Do not reuse the same password from another account. If the old password was used anywhere else, change it there too.
Step 3: Turn on two-factor authentication
Two-factor authentication, sometimes called 2FA or MFA, adds a second check when someone tries to sign in. It might send a code to your phone, ask you to approve a sign-in, or use an authenticator app.
Turn it on anywhere it is available, especially for:
- Email accounts
- Bank and credit card accounts
- Facebook and other social media
- Amazon and shopping accounts
- Apple, Google, and Microsoft accounts
This one step can stop many hackers even if they know your password.
Step 4: Sign out of other devices
Most major accounts have a place in settings where you can see devices that are signed in. Look for names like Devices, Sessions, Security activity, or Where you're logged in.
Remove or sign out of anything you do not recognize. If there is a button that says Sign out of all devices, use it after you change the password.
Step 5: Check your recovery information
Hackers often try to change the backup email address, phone number, or security questions so they can get back in later.
Check these settings carefully:
- Recovery email address
- Recovery phone number
- Backup codes
- Security questions
- Trusted devices
If you see anything unfamiliar, remove it and replace it with information you control.
Step 6: If it was your email, check forwarding rules
Email is especially important because it is often the key to your other accounts. If someone controls your email, they may be able to reset passwords for your bank, shopping, social media, and medical accounts.

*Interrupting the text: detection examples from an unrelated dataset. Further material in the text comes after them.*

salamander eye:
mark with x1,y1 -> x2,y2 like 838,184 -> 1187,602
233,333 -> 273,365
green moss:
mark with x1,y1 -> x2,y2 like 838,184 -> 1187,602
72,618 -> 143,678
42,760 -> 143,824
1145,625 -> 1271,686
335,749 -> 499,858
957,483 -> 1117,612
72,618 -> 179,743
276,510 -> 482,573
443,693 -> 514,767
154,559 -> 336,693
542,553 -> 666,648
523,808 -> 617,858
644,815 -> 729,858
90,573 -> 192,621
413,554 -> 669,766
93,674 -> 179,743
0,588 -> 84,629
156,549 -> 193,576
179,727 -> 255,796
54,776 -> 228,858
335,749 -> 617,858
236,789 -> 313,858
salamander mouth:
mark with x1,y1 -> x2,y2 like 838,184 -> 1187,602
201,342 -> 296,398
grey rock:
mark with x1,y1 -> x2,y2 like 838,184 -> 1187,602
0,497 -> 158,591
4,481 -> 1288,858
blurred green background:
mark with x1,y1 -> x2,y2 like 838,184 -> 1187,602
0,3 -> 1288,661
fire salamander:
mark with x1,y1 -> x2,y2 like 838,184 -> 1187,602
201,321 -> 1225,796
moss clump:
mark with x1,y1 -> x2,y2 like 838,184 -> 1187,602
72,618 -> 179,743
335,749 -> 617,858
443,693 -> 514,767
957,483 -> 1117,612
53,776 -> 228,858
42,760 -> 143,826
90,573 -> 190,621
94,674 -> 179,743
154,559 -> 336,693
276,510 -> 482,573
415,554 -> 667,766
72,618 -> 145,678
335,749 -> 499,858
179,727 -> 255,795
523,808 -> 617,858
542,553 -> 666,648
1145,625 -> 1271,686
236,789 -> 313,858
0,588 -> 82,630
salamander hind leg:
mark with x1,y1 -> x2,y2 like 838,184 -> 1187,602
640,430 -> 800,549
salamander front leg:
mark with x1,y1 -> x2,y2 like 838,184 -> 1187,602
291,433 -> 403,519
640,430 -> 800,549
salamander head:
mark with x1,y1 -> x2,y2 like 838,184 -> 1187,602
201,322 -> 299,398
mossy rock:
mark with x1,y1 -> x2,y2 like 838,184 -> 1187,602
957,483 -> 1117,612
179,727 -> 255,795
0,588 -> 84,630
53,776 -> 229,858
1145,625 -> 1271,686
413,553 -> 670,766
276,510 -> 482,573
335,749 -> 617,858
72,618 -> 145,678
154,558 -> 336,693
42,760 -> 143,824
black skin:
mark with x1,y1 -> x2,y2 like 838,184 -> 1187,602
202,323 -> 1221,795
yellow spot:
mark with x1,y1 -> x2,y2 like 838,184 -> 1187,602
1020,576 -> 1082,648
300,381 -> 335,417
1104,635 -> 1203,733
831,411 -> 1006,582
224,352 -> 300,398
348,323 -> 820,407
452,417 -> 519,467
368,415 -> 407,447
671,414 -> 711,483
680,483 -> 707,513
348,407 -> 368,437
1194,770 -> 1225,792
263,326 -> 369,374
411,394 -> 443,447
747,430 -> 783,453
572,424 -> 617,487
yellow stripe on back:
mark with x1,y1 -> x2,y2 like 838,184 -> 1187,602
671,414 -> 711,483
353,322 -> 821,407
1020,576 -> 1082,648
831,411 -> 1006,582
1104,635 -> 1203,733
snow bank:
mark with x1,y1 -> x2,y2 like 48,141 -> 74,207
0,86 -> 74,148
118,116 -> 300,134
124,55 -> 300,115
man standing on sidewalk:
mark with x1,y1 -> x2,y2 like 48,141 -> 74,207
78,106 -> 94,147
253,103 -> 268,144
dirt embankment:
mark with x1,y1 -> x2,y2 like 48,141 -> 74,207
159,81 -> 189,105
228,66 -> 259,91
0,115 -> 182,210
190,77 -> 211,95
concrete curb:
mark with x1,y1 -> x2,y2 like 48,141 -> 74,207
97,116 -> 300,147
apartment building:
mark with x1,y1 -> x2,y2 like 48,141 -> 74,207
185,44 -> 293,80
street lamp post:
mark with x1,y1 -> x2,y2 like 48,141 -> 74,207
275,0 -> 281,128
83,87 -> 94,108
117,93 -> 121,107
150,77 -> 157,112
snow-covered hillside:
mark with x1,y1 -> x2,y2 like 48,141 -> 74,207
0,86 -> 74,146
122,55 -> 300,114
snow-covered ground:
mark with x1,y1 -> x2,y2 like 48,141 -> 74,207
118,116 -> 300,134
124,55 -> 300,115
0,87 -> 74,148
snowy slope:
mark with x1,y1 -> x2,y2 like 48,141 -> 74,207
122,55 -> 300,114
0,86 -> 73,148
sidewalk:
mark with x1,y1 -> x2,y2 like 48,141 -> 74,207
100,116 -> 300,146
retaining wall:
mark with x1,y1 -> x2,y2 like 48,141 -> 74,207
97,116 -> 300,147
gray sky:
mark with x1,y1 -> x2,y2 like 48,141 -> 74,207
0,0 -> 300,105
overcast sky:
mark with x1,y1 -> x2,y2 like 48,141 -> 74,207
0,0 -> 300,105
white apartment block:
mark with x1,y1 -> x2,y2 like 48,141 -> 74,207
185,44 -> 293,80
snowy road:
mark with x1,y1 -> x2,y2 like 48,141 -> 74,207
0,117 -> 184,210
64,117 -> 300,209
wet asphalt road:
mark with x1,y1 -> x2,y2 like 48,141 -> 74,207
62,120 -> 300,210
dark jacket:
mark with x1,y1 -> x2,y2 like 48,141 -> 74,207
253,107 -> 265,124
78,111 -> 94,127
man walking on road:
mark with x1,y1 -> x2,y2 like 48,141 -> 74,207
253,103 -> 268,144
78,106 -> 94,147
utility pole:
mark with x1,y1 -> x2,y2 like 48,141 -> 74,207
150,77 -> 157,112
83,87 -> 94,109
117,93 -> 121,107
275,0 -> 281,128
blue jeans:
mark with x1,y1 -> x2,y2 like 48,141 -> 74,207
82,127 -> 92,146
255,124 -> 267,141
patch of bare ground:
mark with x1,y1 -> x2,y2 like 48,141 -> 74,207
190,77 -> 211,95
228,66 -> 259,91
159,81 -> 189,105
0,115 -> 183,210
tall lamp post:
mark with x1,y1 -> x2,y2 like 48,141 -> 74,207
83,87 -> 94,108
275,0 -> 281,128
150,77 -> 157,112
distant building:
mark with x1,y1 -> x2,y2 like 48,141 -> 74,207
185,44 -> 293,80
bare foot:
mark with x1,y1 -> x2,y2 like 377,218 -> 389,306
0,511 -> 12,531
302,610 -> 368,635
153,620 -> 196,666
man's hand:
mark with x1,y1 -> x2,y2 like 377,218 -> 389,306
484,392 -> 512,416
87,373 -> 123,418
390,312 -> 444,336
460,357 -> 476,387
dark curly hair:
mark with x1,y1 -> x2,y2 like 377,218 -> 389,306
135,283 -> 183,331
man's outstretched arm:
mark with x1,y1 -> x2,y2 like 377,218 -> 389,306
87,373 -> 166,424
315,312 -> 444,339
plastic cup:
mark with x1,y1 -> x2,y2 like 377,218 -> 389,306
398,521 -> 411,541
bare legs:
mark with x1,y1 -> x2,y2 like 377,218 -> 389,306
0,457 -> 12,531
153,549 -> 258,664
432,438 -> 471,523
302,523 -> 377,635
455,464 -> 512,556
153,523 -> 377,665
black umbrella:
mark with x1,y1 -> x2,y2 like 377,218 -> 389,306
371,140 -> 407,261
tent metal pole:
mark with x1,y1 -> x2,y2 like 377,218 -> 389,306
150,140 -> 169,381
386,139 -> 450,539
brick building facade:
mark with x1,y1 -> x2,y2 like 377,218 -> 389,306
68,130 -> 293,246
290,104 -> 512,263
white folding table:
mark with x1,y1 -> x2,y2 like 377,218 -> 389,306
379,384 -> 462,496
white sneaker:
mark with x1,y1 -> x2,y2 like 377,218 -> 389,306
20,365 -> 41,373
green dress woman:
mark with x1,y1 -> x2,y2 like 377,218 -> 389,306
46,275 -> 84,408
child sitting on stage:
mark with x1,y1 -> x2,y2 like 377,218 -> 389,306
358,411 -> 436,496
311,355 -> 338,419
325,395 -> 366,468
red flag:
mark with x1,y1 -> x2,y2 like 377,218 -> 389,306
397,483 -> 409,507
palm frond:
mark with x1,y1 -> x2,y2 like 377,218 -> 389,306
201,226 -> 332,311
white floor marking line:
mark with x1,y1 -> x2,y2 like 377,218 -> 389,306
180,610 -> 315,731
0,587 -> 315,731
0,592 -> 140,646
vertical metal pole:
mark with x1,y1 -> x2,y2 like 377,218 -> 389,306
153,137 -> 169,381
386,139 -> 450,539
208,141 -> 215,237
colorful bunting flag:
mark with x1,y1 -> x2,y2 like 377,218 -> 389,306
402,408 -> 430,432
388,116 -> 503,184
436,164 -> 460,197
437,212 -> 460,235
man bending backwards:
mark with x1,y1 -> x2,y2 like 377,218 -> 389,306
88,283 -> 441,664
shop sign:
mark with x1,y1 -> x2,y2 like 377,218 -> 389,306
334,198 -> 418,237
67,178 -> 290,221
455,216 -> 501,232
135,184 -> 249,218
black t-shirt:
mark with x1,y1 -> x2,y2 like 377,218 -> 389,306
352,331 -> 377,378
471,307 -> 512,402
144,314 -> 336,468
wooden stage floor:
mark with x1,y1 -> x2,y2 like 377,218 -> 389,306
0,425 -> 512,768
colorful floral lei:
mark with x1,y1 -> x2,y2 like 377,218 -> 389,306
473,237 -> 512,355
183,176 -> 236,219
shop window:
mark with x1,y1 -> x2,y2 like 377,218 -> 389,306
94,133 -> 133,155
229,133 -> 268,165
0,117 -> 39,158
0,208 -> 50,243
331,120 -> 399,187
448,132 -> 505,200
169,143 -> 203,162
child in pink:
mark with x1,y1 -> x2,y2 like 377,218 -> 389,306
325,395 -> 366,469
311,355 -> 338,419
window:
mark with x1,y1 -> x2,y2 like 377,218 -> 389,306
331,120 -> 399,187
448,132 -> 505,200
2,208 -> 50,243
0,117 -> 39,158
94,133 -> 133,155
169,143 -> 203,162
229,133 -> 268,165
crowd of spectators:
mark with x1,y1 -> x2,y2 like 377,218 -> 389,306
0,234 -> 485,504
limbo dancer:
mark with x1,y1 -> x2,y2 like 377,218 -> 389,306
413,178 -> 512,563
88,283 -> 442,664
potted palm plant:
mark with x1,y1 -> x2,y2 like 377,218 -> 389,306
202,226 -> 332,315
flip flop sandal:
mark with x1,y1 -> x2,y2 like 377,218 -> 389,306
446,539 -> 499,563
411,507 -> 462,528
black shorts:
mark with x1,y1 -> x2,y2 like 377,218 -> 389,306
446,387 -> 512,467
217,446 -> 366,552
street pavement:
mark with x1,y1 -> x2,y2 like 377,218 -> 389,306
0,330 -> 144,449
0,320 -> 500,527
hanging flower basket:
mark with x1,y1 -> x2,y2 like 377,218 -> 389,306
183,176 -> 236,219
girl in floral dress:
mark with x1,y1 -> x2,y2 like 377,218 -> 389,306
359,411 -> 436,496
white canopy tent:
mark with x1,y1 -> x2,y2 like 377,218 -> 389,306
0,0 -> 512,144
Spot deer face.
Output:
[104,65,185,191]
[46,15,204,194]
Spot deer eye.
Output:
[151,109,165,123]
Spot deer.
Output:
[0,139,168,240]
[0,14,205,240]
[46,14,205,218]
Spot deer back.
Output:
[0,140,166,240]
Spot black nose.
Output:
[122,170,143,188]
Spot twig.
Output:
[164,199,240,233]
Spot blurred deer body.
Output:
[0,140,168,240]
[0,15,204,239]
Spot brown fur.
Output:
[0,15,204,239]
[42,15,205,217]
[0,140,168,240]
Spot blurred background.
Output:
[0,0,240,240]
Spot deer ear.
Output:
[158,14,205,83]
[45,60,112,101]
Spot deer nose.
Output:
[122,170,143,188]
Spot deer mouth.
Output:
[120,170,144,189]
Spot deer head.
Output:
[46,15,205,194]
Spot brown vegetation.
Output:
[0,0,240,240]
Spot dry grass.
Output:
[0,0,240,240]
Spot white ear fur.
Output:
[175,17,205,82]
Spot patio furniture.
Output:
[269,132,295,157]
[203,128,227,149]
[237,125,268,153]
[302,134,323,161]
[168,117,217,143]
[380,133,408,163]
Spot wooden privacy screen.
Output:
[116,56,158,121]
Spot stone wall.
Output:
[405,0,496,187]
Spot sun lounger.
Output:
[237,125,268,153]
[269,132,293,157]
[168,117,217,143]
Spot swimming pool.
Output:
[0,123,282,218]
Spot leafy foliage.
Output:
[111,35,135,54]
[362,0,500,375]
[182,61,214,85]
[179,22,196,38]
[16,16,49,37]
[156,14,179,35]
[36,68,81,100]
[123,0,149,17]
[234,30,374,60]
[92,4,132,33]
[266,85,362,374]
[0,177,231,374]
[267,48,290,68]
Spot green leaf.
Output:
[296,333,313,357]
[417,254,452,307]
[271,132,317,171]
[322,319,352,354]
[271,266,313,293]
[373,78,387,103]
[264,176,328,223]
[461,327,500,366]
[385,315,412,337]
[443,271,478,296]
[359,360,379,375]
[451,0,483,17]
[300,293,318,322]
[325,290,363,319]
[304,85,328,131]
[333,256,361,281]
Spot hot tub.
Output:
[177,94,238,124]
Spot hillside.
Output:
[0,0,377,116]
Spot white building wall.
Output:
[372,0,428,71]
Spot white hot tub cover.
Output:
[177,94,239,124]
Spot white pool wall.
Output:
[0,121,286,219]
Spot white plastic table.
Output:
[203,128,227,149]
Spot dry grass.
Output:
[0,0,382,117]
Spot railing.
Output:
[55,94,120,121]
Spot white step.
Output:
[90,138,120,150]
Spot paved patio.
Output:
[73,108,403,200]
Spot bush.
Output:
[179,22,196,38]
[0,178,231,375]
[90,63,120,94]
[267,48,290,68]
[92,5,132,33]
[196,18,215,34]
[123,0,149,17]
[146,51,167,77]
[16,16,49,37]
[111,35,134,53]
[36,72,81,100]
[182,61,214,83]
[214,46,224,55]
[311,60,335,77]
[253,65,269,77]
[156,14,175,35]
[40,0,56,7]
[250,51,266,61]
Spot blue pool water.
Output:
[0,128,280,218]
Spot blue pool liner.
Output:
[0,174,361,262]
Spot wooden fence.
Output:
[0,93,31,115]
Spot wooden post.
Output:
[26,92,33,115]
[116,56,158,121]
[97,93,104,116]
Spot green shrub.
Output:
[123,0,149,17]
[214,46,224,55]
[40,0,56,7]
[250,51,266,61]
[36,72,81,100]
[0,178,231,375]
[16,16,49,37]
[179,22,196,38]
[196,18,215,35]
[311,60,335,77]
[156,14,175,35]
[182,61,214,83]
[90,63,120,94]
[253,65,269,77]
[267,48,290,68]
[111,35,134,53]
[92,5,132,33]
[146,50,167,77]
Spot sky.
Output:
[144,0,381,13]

After changing your email password, check your email settings for:
- Automatic forwarding to an address you do not recognize
- Filters or rules that hide certain emails
- Blocked senders you did not add
- A changed signature or automatic reply
Remove anything suspicious. Hackers sometimes create rules that quietly hide password reset emails or bank alerts.
Step 7: Check money-related accounts
If the hacked account connects to money, check it closely.
- Look for unfamiliar purchases, transfers, subscriptions, or saved cards
- Check your bank and credit card accounts for recent charges
- Call your bank or card company using the number on the back of your card if anything looks wrong
- Remove payment methods from accounts you do not trust
If someone stole money, contact the bank or credit card company right away. The sooner you report it, the better your chances of limiting the damage.
Step 8: Warn your contacts
If your email, Facebook, or messaging account was used to contact other people, tell your friends and family.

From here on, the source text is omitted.